如何在 Spark 中使用 window
或 SQL
语句来解决我的问题?
How could I solve my problem by using either window or SQL statement within Spark?
TL;DR 您不能,或者至少不能以可扩展的方式满足当前要求。您可以尝试类似于在 RDD 上滑动的操作:
I also noticed that when I try a more simple statement using SQL OVER clause, I got a similar error which maybe means I am not passing SQL statement correctly to Spark
这是不正确的。范围规范需要 (PRECEDING
| FOLLOWING
| CURRENT_ROW
) 规范。也不应该有分号:
SELECT *, SUM(x)
OVER (ORDER BY rank_id
RANGE BETWEEN 1 PRECEDING AND 1 FOLLOWING) AS cumsum
FROM tempdf
I want to sum between indexes x+1 and 2x-1 where x is my row index. When I try to pass it to Spark (in similar way we do for orderBy maybe that's the problem), I got the following error ...

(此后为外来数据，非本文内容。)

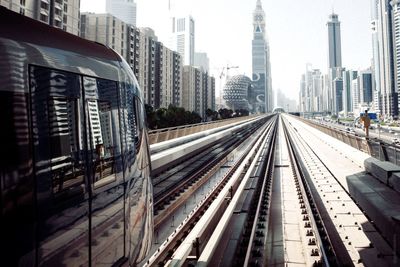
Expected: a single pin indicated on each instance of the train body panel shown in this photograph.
(75, 185)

TypeError: cannot concatenate 'str' and 'int' objects
如例外情况所述 - 您不能对字符串和整数调用 +
。您可能需要专栏:
from pyspark.sql.functions import col
.rangeBetween(col('rank_id') + 1, 2* col('rank_id') - 1)
但这不受支持。范围必须是固定大小,不能根据表达式定义。
An important point is that I don't want to collect data
Window 没有 partitionBy
的定义:
w = Window.orderBy('rank_id').rangeBetween(-1,3)
和收集一样糟糕。因此,即使 "dynamic frame"(有条件和无限制 window)问题有解决方法,他们也不会在这里帮助你。